Noor Inayat Khan entered the world in the Soviet Union in the early 20th century, born to an Indian family that soon moved to England and later France. In France she authored children’s books, but when the Nazis invaded, she fled back to England and joined the Women’s Auxiliary Air Force (WAAF). The SOE recruited her as a radio operator, assigning the codename “Madeleine.” She became the first female radio operator sent into occupied France.
Although most of her initial network was arrested shortly after her 1943 arrival, Khan chose to stay, hopping from safe house to safe house. In October, betrayal led the Gestapo to discover copies of her secret signals, a careless mistake that cost three fellow agents their lives. Imprisoned for over a year, she was eventually transferred to Dachau concentration camp, where she was executed in 1944.
3 Sarah Emma Edmonds

Sarah Emma Edmonds, better known as Frank Thompson, was a Canadian who crossed into the United States during the Civil War and enlisted in the Union army disguised as a male field nurse. She fought in several battles of the Maryland Campaign of 1862. Though official records of her espionage are scarce, her memoirs detail daring exploits.
She adopted multiple aliases, including Southern sympathizer Charles Mayberry and a Black man named Cuff—using silver nitrate to darken her skin for the latter disguise. After contracting malaria as “Frank Thompson,” she fled to a civilian hospital, fearing discovery. Branded a deserter, she later served as a female nurse in a Washington, D.C. hospital. Post‑war, she authored the bestseller Nurse and Spy in the Union Army, now freely available online.
Edmonds also earned the distinction of being the sole female member of the Grand Army of the Republic, a fraternal organization traditionally reserved for male Civil War veterans.
2 Savitri Devi
Born Maximiani Portas in early‑20th‑century France, Savitri Devi became enthralled with Adolf Hitler during her youth. Inspired by the shared swastika, she attempted to fuse Nazi ideology with Hinduism, eventually concluding that Hitler was a divine avatar akin to Vishnu’s incarnations, destined to vanquish evil, which she identified as the Jews.
Throughout the 1930s, Devi spread pro‑Axis propaganda across India while also gathering intelligence on the British. Traveling across Europe during World War II, she often entertained Allied personnel with her husband, probing them for military details. After the Nazis’ defeat, she persisted in her extremist beliefs, emerging as one of the first Holocaust deniers. Beyond politics, Devi championed animal rights and deep ecology.
1 Jeannie Rousseau

Regarded as one of the most effective World War II spies, Jeannie Rousseau served in Georges Lamarque’s resistance network under the codename “Amniarix.” Living in Paris as tensions rose, her family moved north to evade the Nazis. When the German army arrived, her father volunteered her as a liaison to the occupying forces.

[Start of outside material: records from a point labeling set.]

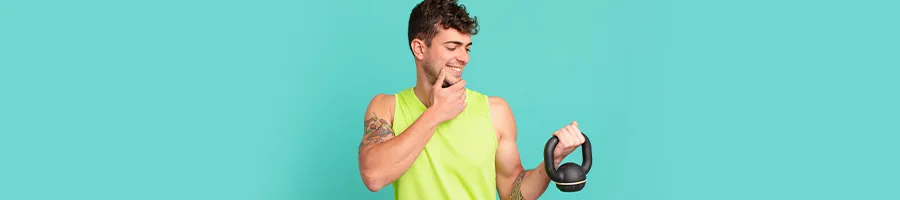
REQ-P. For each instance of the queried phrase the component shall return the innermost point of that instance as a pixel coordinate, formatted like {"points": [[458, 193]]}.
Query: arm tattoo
{"points": [[376, 130], [516, 193]]}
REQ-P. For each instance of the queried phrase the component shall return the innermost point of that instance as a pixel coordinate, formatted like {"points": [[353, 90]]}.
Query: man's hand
{"points": [[447, 103], [570, 138]]}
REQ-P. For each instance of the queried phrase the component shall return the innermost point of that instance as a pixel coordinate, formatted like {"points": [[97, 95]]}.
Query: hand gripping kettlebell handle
{"points": [[549, 161]]}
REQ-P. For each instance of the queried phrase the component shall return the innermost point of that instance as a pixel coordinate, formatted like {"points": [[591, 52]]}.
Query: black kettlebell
{"points": [[570, 177]]}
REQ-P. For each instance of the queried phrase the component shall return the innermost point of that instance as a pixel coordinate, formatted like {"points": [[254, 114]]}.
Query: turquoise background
{"points": [[688, 99]]}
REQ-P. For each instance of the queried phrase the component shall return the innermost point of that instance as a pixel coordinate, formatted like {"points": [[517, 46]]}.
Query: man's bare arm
{"points": [[513, 181], [383, 157]]}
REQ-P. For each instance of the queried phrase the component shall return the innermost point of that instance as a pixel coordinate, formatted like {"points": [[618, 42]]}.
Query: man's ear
{"points": [[418, 47]]}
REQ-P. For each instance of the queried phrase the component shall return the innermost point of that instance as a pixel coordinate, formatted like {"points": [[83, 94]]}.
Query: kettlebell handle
{"points": [[549, 161]]}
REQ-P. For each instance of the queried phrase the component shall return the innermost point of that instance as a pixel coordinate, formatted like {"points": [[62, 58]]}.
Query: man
{"points": [[440, 140]]}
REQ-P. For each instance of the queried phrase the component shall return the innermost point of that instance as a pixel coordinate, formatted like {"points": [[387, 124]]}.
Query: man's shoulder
{"points": [[382, 101], [497, 102]]}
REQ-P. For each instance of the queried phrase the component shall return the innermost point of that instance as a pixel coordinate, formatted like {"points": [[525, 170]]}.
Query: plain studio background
{"points": [[264, 99]]}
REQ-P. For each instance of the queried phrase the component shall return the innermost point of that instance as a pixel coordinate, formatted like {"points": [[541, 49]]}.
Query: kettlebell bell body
{"points": [[569, 177]]}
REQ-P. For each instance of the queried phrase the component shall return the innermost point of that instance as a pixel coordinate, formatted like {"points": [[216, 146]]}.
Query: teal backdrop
{"points": [[689, 99]]}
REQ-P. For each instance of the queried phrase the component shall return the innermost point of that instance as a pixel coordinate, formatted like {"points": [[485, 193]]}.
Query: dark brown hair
{"points": [[429, 14]]}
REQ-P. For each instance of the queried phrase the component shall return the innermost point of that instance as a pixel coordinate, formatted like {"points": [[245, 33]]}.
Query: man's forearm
{"points": [[384, 162], [531, 184]]}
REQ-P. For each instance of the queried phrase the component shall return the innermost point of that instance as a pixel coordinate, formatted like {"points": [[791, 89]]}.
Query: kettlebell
{"points": [[569, 177]]}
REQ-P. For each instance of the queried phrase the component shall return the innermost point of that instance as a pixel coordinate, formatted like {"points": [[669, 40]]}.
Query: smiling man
{"points": [[441, 140]]}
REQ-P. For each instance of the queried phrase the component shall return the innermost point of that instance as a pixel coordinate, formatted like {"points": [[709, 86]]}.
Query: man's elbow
{"points": [[372, 181]]}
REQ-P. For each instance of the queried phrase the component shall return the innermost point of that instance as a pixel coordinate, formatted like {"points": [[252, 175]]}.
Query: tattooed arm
{"points": [[383, 157], [513, 181]]}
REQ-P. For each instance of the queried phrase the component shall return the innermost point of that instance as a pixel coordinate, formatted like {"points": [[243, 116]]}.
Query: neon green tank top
{"points": [[458, 161]]}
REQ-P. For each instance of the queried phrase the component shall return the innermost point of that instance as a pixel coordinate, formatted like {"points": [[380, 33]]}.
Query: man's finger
{"points": [[461, 85], [440, 80]]}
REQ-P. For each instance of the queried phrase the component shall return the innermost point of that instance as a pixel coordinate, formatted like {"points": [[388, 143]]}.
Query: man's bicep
{"points": [[508, 162], [377, 122]]}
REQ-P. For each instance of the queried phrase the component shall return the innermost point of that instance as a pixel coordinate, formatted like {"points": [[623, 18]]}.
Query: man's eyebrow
{"points": [[457, 43]]}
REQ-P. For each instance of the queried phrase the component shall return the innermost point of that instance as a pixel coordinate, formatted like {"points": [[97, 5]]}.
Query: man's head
{"points": [[440, 37]]}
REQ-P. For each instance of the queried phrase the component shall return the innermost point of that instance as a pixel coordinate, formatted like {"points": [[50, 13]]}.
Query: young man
{"points": [[441, 140]]}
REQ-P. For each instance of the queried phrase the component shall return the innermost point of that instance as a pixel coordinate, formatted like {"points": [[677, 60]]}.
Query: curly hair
{"points": [[429, 14]]}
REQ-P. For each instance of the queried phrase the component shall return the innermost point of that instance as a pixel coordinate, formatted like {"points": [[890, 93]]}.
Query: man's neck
{"points": [[423, 91], [423, 88]]}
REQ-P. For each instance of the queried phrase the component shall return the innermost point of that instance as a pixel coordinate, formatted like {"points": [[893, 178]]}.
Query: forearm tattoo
{"points": [[516, 193], [376, 131]]}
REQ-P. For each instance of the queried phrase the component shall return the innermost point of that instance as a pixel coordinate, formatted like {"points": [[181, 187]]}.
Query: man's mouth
{"points": [[455, 68]]}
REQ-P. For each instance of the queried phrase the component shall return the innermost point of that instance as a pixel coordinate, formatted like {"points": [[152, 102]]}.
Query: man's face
{"points": [[449, 49]]}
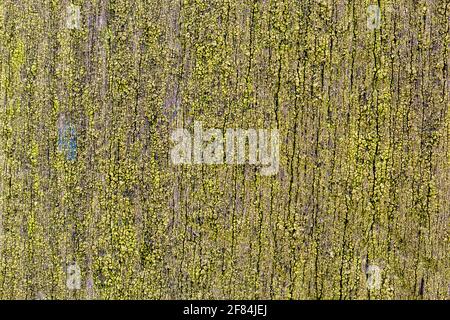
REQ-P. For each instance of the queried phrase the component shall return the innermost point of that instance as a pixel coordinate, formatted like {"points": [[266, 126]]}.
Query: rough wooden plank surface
{"points": [[92, 207]]}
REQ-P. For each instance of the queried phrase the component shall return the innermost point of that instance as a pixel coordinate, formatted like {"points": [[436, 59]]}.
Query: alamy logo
{"points": [[208, 147]]}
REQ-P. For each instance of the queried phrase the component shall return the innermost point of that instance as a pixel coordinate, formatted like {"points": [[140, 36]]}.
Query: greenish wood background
{"points": [[364, 124]]}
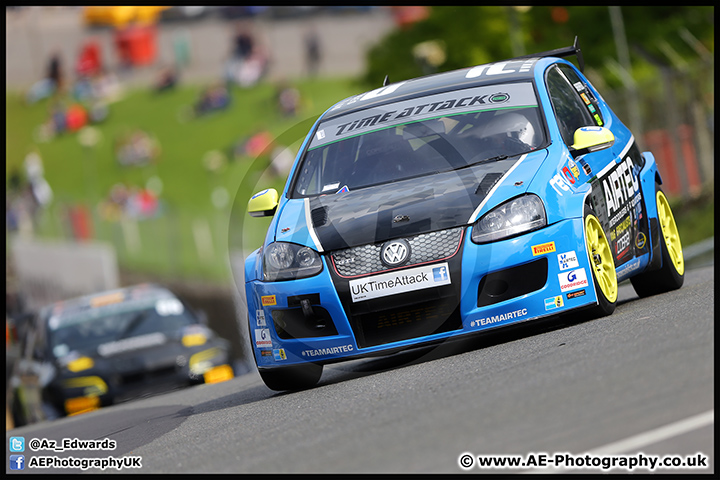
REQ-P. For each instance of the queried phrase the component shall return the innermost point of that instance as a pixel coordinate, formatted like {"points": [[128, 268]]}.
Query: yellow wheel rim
{"points": [[670, 233], [601, 259]]}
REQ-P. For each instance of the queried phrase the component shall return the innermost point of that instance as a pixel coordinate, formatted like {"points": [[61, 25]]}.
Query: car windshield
{"points": [[88, 328], [420, 137]]}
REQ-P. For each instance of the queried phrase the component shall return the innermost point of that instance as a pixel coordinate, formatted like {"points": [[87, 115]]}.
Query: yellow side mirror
{"points": [[591, 139], [263, 204]]}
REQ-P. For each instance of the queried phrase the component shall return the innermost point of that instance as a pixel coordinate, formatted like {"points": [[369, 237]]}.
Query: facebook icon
{"points": [[440, 274], [17, 444], [17, 462]]}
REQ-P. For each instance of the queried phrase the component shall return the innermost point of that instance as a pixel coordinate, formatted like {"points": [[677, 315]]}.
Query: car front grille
{"points": [[407, 315], [426, 247]]}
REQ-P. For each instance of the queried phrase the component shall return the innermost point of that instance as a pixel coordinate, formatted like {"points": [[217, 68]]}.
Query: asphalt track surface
{"points": [[640, 380]]}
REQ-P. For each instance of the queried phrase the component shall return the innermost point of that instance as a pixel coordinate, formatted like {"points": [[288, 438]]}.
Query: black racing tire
{"points": [[294, 377], [602, 266], [672, 273]]}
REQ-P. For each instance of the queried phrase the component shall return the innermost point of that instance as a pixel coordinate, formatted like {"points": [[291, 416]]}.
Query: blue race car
{"points": [[447, 205]]}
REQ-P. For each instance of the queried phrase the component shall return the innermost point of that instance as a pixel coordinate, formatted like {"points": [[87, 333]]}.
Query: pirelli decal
{"points": [[543, 248]]}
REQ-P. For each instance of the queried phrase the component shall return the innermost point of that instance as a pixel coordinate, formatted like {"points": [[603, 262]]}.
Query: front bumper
{"points": [[541, 273]]}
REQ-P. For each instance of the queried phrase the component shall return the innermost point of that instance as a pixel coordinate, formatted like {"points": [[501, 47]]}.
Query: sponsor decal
{"points": [[640, 240], [262, 338], [569, 176], [260, 194], [393, 283], [586, 167], [268, 300], [622, 245], [501, 68], [553, 302], [559, 184], [574, 168], [395, 253], [543, 248], [619, 186], [568, 260], [499, 318], [327, 351], [573, 280], [461, 101]]}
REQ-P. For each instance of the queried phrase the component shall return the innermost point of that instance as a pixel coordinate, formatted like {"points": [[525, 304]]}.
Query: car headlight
{"points": [[288, 261], [519, 215]]}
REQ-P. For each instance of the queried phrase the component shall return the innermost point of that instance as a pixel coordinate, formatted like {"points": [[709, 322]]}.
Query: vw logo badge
{"points": [[395, 252]]}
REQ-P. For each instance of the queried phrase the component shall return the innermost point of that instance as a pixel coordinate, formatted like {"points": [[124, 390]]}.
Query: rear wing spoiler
{"points": [[560, 52]]}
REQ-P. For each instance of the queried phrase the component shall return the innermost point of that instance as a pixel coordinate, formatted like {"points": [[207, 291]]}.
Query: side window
{"points": [[570, 111]]}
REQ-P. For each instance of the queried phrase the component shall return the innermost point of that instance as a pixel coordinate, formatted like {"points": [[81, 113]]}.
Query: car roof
{"points": [[513, 70], [145, 291]]}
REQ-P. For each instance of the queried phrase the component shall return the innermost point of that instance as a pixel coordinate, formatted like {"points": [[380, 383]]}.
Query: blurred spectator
{"points": [[76, 117], [243, 43], [406, 15], [52, 83], [135, 203], [35, 174], [55, 71], [288, 100], [89, 62], [248, 61], [312, 52], [136, 148], [167, 80], [101, 86], [215, 97]]}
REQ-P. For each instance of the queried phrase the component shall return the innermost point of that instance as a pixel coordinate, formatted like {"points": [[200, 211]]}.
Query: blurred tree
{"points": [[473, 35]]}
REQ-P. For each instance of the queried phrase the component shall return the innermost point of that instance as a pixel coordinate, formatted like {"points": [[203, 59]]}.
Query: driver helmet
{"points": [[513, 125]]}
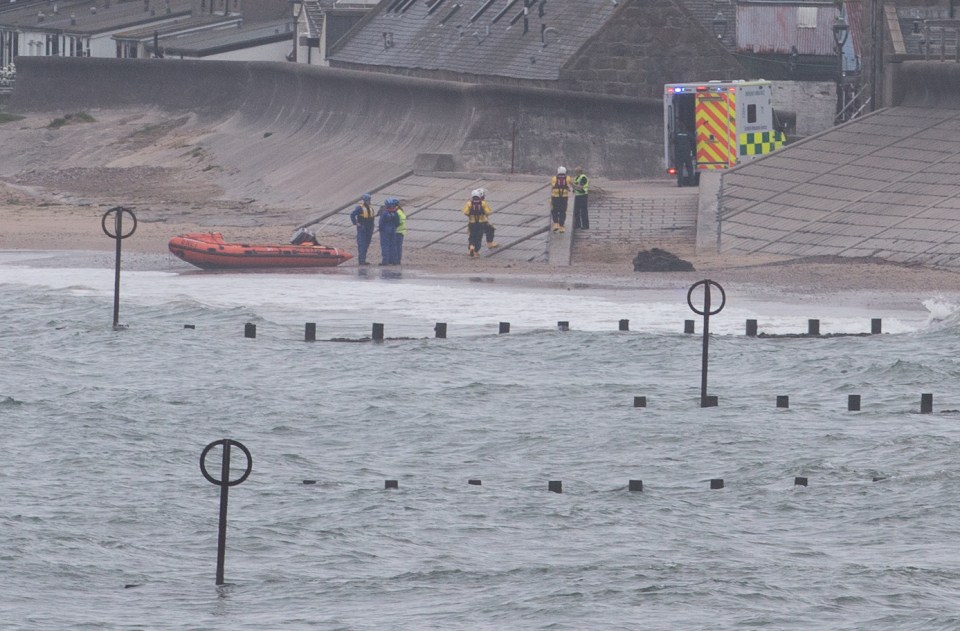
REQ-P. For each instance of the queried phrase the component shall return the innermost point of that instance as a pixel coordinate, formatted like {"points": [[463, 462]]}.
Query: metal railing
{"points": [[855, 99], [8, 76], [940, 40]]}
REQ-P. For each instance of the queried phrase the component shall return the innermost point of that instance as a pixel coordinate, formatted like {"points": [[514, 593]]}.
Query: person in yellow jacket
{"points": [[559, 194], [581, 191], [477, 211]]}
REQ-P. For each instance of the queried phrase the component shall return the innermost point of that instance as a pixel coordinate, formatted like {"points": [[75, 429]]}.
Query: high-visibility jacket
{"points": [[363, 212], [477, 211], [581, 185], [559, 186]]}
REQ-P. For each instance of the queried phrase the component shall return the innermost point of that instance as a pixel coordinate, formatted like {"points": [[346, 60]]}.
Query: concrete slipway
{"points": [[885, 185]]}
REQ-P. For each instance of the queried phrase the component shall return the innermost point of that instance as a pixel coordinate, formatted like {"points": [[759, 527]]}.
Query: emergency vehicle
{"points": [[730, 121]]}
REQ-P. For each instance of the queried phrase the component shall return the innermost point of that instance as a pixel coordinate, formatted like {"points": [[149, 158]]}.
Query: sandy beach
{"points": [[53, 196]]}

Her striking looks and fluent German enabled her to extract valuable intelligence from German officers, which she eagerly passed to the Allies. When asked why she shared the secrets, she replied, “What’s the point of knowing all that if not to pass it on?” Rousseau’s reports on the Peenemünde rocket development center heavily influenced Churchill’s decision to order the raid, delaying the V‑1 and V‑2 rockets and saving countless lives. Captured multiple times, she survived three concentration camps, unlike many of her compatriots. After the war, she worked as a United Nations interpreter.